Jusqu’alors port de pêcheurs sans vocation touristique, Ouchy s’est transformé le 24 mars 1861 en destination de réputation internationale grâce à l’inauguration de l’hôtel Beau-Rivage. Le début d’une formidable saga hôtelière.
Tout démarre en 1857 avec le réaménagement des quais d’Ouchy, prélude à la construction par les architectes lausannois Achille de la Harpe et Jean-Baptiste Bertolini de l’hôtel Beau-Rivage dans un style néo-classique qui n’est pas sans rappeler celui des palais transalpins. Le jour de son inauguration, l’établissement dirigé alors par Alexandre Rufenacht peut d’emblée compter sur le fort capital de sympathie dont jouit la région. Depuis le 18e siècle, l’Arc lémanique est un lieu de villégiature recherché par les voyageurs de haute extraction. C’est l’époque du Grand Tour, cette tradition née au 17e siècle qui encourage les aristocrates à sillonner le continent. D’abord considérée comme une simple destination de transition sur le chemin de l’Italie, où les nobles s’enthousiasment devant les chefs-d’œuvre de l’Antiquité et de la Renaissance, la Suisse ne tarde pas à taper dans l’œil de ces premiers touristes.
Ce qui leur plaît? Les paysages grandioses, tels qu’ils s’offriront aux résidents du Beau-Rivage, premier hôtel d’Ouchy à être mentionné, dès 1865, dans un guide touristique, et relié dès 1877 à la gare de Lausanne.

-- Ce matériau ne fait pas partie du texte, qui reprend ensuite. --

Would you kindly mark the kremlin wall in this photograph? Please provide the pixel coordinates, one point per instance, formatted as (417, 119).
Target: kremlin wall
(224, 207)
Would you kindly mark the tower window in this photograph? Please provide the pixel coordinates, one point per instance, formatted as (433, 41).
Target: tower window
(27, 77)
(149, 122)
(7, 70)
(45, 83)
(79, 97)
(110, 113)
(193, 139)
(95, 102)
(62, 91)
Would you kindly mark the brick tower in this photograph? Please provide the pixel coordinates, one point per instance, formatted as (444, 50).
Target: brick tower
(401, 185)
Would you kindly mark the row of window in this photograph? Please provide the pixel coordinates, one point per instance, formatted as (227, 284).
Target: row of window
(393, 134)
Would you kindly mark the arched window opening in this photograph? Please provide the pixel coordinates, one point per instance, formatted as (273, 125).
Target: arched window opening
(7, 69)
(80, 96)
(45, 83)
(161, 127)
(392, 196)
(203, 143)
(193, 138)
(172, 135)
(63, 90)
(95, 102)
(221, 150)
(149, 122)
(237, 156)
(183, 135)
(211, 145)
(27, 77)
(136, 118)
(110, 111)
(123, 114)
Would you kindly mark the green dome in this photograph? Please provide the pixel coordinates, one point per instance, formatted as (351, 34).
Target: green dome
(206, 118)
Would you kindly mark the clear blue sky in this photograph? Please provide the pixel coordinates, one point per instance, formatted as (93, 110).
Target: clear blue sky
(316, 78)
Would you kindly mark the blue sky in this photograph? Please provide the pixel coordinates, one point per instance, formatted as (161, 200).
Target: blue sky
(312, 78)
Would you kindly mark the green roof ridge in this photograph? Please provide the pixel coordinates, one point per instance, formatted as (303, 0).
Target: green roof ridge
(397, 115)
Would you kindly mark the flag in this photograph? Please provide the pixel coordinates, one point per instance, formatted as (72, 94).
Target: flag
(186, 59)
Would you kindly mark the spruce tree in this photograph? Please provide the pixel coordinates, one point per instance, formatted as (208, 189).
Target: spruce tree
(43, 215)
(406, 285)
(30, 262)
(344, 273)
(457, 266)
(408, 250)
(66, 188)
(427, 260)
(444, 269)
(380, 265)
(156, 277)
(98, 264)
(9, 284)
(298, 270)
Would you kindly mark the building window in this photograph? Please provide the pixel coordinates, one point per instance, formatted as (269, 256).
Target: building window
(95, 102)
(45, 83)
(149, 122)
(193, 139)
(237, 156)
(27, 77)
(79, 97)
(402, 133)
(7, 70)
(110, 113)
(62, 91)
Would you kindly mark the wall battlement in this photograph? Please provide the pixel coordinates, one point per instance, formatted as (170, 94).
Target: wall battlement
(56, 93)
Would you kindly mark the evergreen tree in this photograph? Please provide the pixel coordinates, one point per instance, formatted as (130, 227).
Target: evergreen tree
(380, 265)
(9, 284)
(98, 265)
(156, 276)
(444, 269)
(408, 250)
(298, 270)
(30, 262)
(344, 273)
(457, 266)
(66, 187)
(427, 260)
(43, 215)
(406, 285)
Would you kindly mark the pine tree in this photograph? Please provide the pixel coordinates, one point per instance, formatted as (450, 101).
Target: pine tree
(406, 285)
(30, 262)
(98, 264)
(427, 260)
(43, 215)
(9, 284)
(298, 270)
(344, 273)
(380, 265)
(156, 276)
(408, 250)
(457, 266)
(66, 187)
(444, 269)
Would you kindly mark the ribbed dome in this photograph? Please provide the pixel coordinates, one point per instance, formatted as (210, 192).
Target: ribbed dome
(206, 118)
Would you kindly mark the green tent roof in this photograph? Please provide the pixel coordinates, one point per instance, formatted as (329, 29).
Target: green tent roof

L’attrait de la région doit aussi beaucoup à un ambassadeur de poids: Jean-Jacques Rousseau. Dès la parution de La Nouvelle Héloïse (1761), les touristes lettrés de toute l’Europe débarquent sur les rives du Léman, où ils viennent s’imprégner de l’atmosphère de ce roman épistolaire véhiculant une image idéalisée du pays. Véritable phénomène culturel, l’ouvrage se mue en guide touristique à la gloire d’une certaine simplicité helvétique que Rousseau oppose à l’univers parisien, qu’il avait en horreur. Dans son article consacré au développement de l’industrie touristique sur les rives du Léman, Cédric Humair* explique par ailleurs qu’après l’interlude des guerres napoléonniennes et le retour des Anglais sur le continent, la région est devenue l’une des plus fréquentées d’Europe. La proximité du lac et des hauts sommets alpins explique en partie cet engouement, tout comme, dans le cas de Lausanne, la tradition déjà bien implantée d’un tourisme médical porté par la réputation de ses chirurgiens.
C’est dans ce contexte que Jacques Tschumi est nommé en 1888 à la tête du Beau-Rivage. Il transforme l’hôtel en palace en 1908, quand il inaugure une seconde aile de style néo-baroque, qu’il fait relier au bâtiment historique par une rotonde au toit Renaissance. De cette extension naît la salle de bal Sandoz, dont les motifs signés Otto Haberer évoquent les nymphes de Jean-Baptiste Carpeaux ornant la façade de l’Opéra Garnier. Les décennies suivantes verront la signature de plusieurs traités internationaux dans l’enceinte du palace, ainsi que le passage de nombreuses célébrités. Albert Cohen se serait inspiré de l’atmosphère des lieux pour écrire son chef-d’œuvre Belle de seigneur, tandis que le couple Chaplin, sur le point de s’installer à Vevey, a passé en 1952 sa première nuit en Suisse à Ouchy. En 1964, la création de la Fondation de Famille Sandoz, aujourd’hui actionnaire majoritaire, crée une nouvelle dynamique et assure sa pérennité à l’institution.
(Patrick Claudet)
*Cédric Humair, «The hotel industry and its importance in the technical and economic development of a region. The Lake Geneva case (1852–1914)», Journal of Tourism History, vol. 3, 2011, pp. 237-265.